Depuis quand Jean Pichet dit Pégin est-il en Nouvelle-France ? Malgré
le fait qu’aucun document notarié concernant son engagement n’ait été
trouvé, il semble bien qu’il soit arrivé en ce pays à l’été de 1659.
Est-il en engagé de trente-six mois ? Probablement, mais on ignore le
nom de l’habitant, du Seigneur ou de la compagnie chez qui Jean passa
les trois premières années de son séjour sur la côte de Beaupré.
Le 10 août 1662, ce jeune colon se rend chez le notaire Vachon pour y
acheter des frères Jean et Nicolas Juchereau, une concession sise en la
paroisse Saint-Pierre de l’Ile d’Orléans. Cette terre, faisant partie
de l’arrière-arrière-fief La Chevalerie, avait deux arpents de front
sur le fleuve avec une profondeur qui «se rend jusqu’à la ligne qui
traverse la dite île de pointe en pointe». Bornée à l’est par la terre
de Jean Paulin, à l’ouest par celle de Charles Roger des Colombiers,
cette concession a une superficie de 38½ arpents environ.
Les semaines et les mois passent, laissant à Jean Pichet le temps
nécessaire pour défricher quelques arpents et bâtir, sans doute, une
habitation destinée à accueillir Madgeleine Leblanc qu’il épouse vers
1666. L’acte de mariage n’ayant pas été retracé, nous ne connaissons
pas le nom de ses parents ni le lieu de sa paroisse d’origine, en
France. Selon le généalogiste Tanguay, Jean serait de la région de
Poitiers.

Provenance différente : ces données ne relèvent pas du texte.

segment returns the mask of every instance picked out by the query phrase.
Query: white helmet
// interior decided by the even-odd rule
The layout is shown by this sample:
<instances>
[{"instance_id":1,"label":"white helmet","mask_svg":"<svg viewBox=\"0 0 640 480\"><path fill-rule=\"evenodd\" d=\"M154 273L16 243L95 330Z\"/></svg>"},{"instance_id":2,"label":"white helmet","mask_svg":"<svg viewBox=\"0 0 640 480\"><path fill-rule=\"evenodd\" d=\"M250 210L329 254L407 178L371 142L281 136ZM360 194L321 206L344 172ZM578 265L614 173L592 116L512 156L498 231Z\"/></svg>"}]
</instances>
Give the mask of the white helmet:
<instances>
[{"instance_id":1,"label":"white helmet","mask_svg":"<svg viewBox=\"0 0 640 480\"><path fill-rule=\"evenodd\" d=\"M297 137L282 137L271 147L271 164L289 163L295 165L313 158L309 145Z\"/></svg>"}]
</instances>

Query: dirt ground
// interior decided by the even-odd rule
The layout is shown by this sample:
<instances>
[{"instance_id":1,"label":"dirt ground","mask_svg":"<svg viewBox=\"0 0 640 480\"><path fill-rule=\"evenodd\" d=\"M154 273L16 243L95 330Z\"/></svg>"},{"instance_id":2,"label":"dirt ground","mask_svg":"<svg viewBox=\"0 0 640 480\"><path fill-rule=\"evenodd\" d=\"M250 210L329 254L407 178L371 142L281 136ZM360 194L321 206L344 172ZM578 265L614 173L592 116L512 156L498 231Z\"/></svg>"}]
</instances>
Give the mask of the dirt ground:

Son épouse Magdeleine Leblanc était la fille de Jean Leblanc
et Euphodie-Madeleine Nicolet. Cette dernière était la fille du célèbre
explorateur-interprète Jean Nicolet marié à une sauvagesse Nipissing.
Au recensement de l’année 1667, Jean et Magdeleine possèdent une tête
de bétail et douze arpents en valeur. Il faut attendre l’année 1678
pour que Jean Pichet fasse de nouveau parler de lui. Ce vingt-quatre du
mois de février, le patrimoine des Pichet s’enrichit d’une nouvelle
terre. En effet, en présence du notaire Duquet, Jean achète la terre de
Jean Paulin, son voisin.
En 1681, lors du recensement, la famille Pichet dit Pégin vit toujours
dans la paroisse Saint-Pierre de l’Ile d’Orléans où vingt arpents de
terre ont été défrichés, fournissant de quoi nourrir onze bêtes de
bétail qui ne tarderont pas à se multiplier.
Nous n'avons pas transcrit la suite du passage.